I thought I'd post it here as well in the hope of giving something back to this forum for others to read into the future should this question come up again.
"Use a product called "Glass Setting Tape", available in various thicknesses from automotive glass installers. It is available in various thicknesses to get the correct fit."
"Fold tape in half and insert glass into the Vee. Form tape snuggly to the glass. You need a tight fit into the channel. If loose get a thicker tape or add a additional layer. Your glass shop can help you with the thickness of tape if you take the glass and channel in with you. Lubricate the tape with engine oil and gently tap the channel over the tape and glass working you way back and forth until the glass is firmly seated, have the top of the window on a piece of carpet on a firm surface. Take a utility knife with a sharp blade and dull the tip with emery or a stone so it does not scratch the glass and trim the excess setting tape from around the channel. Clean the surplus oil up. The oil will continue to act on the rubber causing it to swell even tighter."

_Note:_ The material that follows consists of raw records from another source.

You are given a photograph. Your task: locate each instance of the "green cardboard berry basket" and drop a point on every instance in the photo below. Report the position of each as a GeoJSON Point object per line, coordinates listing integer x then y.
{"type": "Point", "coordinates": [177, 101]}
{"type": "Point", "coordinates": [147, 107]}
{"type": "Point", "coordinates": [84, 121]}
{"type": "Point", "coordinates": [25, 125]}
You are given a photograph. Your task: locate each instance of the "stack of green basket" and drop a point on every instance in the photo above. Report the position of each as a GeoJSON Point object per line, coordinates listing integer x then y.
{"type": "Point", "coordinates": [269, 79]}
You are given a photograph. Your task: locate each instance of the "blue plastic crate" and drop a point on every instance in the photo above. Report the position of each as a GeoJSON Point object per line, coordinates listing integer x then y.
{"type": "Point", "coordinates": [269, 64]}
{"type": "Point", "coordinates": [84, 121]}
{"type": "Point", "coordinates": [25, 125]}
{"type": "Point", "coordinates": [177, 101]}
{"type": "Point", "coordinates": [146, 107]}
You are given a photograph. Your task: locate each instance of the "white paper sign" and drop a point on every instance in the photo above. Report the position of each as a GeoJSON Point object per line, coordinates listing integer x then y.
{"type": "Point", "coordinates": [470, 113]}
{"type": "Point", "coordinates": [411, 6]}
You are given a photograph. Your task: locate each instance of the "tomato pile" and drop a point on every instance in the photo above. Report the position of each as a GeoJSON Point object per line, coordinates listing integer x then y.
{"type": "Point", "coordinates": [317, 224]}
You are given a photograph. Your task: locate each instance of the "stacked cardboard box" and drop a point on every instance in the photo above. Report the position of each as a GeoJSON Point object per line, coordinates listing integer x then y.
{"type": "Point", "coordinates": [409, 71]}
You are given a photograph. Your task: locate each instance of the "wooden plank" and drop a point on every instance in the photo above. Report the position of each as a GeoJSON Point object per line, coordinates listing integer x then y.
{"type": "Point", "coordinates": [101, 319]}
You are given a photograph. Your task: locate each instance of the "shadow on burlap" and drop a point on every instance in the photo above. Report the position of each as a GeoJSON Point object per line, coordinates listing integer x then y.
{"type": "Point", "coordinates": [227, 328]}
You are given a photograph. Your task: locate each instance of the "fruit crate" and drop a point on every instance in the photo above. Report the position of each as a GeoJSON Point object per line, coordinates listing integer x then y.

"Got this info from a retired glass man that cut my glass for me. Worked good for me."
Aaron, that is exactly how I've done the widow channels. Loctite PL-S30 is a urethane and remains soft enough to cut with a razor blade in case the glass needs to be replaced. The original channels I've seen are very rusted up, some to the point of ruin. I feel its best to seal the channels good to prevent water from being trapped and causing damage.
I got another reply outside this forum from a good friend at Bert's Model A Center in CO who offered this method which is similar to what somebody on here proposed.
"Take the glass out of the channel. Take the metal channel and squeeze it in a vise. Not a lot, just a little bit, Then turn the glass upside down and put your setting tape on the top of the glass and beat the channel onto the glass. IF you can pull it off ANY WAY by hand, then it is too loose and you need to squeeze the channel a bit more in the vise."
Often the channel is too rusted out to be squeezed in a vice or any other way.
That's why you should use RTV or urethane.
I have taken several widows out after they had been set with RTV. Like Don Booth says above, you can always cut it out with a razor. That is a lot easier than taking the glass out after it was pounded in with real tight glass setting tape.
RTV NEVER dries hard. It always stays like rubber.
But it will stick to the channel and the glass VERY WELL.